After investigating the timing of the WS2812 protocol in the previous part, the question is now how to use this knowledge for an optimized software implementation of a controller. An obvious approach would be to use an inner loop that uses a switch statement to branch into separate functions to emit either a “0” symbol or a “1” symbol. But as it is often, there is another solution that is both more elegant and more simple.
The image above shows the timing of both the “0” and the “1” code. The cycle starts at t0, the rising edge, for both symbols. The output has to be set high regardless of the symbol. At t1, the output has to be set to low for a “0” and can be unchanged for a “1”. At t2 the output goes low for the “1”. Since it is already low for a “0” we can set the output to low, regardless of the symbol. Finally, at t3 the complete symbol has been sent and the output can be left unchanged.
So, in the end there is only one point in time were the output is influenced by the symbol type, t1. Everything else remains unchanged. This means that special case handling can be limited to a very small part of the code.
This is what I ended up with in AVR assembler code:
ldi %0,8 Loop 8 times for one byte loop: out %2,%3 //  - t0 Set output Hi ...wait1... sbrs %1,7 // [02/03] - Skip t1 if bit 7 is set out %2,%4 //  - t1 Set output Low ...wait2... lsl %1 //  - Shift out next bit out %2,%4 //  - t2 Set output Low ...wait3... dec %0 //  brne loop //  - t3 Loop
This code outputs one byte of data, which has to be loaded into %1 (The C compiler will take care of this).

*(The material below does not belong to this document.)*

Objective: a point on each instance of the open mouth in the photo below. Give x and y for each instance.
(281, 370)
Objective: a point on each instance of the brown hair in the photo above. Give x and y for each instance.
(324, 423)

Since the protocol sends data msb first, bit 7 is tested. If it is “1”, the out instruction at t1 is skipped. That’s it, as simple as that, only 7 instructions needed in the inner loop.
What is left now is to correct the timing. To do that, nops have to be inserted at positions wait1..wait3. As shown in the previous part, the most critical timing is that of the “0” where
the delay between t0 and t1 may not exceed 500 ns. The minimum achievable delay, when no nops are inserted at wait1, is two cycles. This equals 500 ns at 4 MHz and less at higher clock speeds. All other timings may exceed the minimum timing required from the data sheet.
This means that even this simple loop is able to control WS2812 LEDs at only 4 MHz! This is quite an achievement, since it was previously considered to be difficult to control WS2812 LEDs even at 8 MHz. Note that the 500 ns is safe on the WS2812B, but may be critical on the WS2812(S). It worked with my devices, though.
To make the final implementation as flexible as possible, I opted to calculate the exact number of nops to insert at compile time from the F_CPU define, which is usually set to the CPU clock speed in the AVR-GCC toolchain. You can find the implementation here. The C-code tries to adjust the timing according to the following rules, which considers at least 150 ns margin for both the WS2812 and the WS2812B timing:
350 ns < t1-t0 <= 500 ns 900 ns <= t2-t0 1250 ns <= t3-t0
The outer loop is implemented in pure C, since it can be safely assumed not to take more than 5 µs. This way maximum flexibility is retained.